Ohio farmers may already be knee deep in the farming season in the hopes of achieving robust crops this year. Many farmers rely on farm hands and other agricultural workers to accomplish all of their harvest goals. Unfortunately, agricultural workers and farmers do face risk of injury and illness on the job. According to a new study, the majority of illnesses and injuries sustained by these employees go unreported. Upwards of 75 percent of such workplace injuries and diseases are never reported by the federal agencies that are in charge of tracking workplace hazards.
Although the resulting inaccurate data fails to present a true picture of the hazards faced in agricultural work, it also reduces the possibility that necessary improvements in safety, procedures, and equipment will be implemented.

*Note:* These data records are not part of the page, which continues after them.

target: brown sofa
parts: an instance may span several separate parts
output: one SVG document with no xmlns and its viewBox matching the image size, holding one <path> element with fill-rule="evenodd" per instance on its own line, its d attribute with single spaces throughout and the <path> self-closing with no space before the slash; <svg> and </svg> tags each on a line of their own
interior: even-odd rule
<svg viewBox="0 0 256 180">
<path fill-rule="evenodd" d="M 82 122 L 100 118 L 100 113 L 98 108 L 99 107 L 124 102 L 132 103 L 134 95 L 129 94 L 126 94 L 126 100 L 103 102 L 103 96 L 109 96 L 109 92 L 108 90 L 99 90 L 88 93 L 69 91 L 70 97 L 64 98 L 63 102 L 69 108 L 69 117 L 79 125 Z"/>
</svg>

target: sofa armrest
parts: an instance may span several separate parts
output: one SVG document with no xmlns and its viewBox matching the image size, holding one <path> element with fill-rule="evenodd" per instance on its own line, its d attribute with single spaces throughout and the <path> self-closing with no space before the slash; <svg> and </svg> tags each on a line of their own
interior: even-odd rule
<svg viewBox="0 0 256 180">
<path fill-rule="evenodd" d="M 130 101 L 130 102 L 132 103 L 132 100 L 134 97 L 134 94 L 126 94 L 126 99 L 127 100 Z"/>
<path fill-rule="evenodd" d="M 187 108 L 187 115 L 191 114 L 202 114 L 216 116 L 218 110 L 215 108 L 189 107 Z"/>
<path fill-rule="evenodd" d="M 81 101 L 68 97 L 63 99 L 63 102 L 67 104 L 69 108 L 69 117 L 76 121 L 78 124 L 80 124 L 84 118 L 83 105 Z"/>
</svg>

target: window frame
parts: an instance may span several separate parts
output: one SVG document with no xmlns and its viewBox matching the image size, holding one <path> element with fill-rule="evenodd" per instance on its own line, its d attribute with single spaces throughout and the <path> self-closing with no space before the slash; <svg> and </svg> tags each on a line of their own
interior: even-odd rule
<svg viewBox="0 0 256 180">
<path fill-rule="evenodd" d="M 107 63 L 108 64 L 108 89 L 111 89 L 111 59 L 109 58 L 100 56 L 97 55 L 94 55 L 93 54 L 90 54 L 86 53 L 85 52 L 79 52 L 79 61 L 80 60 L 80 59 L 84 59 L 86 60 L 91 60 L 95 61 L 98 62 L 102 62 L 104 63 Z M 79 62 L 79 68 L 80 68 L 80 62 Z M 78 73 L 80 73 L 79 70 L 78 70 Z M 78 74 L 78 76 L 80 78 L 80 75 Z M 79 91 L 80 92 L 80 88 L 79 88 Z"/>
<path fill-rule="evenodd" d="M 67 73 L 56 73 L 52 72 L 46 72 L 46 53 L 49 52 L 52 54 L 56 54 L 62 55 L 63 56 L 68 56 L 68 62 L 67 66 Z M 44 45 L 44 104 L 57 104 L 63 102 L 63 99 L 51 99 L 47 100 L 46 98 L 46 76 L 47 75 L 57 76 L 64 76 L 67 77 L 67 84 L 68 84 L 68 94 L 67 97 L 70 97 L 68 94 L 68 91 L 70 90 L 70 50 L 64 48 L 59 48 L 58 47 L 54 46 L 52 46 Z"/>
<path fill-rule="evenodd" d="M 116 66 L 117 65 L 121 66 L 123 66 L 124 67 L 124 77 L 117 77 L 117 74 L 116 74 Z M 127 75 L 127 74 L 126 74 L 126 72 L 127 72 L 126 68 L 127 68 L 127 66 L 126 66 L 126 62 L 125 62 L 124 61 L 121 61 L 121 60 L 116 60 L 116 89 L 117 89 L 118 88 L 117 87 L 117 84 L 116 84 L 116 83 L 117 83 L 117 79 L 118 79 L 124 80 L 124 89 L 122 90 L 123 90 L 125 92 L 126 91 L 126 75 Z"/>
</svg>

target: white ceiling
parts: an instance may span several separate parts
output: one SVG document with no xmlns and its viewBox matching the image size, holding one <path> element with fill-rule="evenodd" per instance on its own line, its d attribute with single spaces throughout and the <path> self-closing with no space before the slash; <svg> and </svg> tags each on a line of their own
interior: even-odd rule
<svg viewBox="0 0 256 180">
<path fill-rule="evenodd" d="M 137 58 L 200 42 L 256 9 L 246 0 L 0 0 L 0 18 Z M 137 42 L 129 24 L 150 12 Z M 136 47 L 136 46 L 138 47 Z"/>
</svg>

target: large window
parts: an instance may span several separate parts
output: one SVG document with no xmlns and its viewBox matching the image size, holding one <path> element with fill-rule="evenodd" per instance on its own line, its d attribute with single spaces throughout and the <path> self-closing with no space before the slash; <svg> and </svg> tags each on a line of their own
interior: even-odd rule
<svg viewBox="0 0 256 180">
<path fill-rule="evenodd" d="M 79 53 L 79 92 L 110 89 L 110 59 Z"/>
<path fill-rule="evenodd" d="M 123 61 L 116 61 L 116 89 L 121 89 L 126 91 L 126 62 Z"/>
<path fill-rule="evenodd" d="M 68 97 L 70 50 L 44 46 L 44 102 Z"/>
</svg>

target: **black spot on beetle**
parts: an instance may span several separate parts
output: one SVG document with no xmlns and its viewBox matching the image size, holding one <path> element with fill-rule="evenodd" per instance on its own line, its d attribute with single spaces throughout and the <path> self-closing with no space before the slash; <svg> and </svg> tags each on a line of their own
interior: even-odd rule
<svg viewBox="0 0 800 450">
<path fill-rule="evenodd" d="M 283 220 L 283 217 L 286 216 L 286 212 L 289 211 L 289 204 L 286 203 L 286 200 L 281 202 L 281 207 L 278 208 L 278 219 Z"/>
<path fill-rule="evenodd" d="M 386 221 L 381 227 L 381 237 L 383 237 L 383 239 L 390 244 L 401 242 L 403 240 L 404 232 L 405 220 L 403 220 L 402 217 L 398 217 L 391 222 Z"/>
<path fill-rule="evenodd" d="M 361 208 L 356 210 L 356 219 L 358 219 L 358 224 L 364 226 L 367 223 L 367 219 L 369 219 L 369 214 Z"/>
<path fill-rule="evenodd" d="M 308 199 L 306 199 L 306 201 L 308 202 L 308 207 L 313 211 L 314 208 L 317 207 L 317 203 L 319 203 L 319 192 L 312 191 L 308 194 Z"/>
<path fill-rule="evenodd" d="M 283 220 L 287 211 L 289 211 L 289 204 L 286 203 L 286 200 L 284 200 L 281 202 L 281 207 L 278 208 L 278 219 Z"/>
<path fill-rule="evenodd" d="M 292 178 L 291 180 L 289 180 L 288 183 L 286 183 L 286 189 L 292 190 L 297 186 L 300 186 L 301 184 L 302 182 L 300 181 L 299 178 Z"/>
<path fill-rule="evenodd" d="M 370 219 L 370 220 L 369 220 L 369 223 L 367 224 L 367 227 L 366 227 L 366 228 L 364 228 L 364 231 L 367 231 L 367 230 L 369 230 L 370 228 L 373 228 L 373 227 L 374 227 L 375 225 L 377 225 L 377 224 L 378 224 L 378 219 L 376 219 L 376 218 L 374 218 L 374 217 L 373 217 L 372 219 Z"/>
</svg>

Farms with a great deal of equipment put individuals at significant risk of suffering work injuries if proper safety and operating training isn’t implemented. But, agricultural injuries can run the gamut from musculoskeletal problems to chemical exposure issues, and many of these things can be prevented.
One of the biggest challenges for the agriculture industry is reportedly the turnover in employees. On bigger, corporate farms especially, farm hands may come and go, only staying for a few weeks or just one summer. This means that the employer bears a big responsibility to ensure that every new employee has received adequate information about training and safety protocol.
Unfortunately, not all states protect seasonal workers on farms. According to a 2004 Ohio State University article, only 13 states, including Ohio, mandate that farmers cover all agricultural workers with workers’ compensation insurance. This valuable protection may give employees peace of mind about working in what can be a dangerous industry.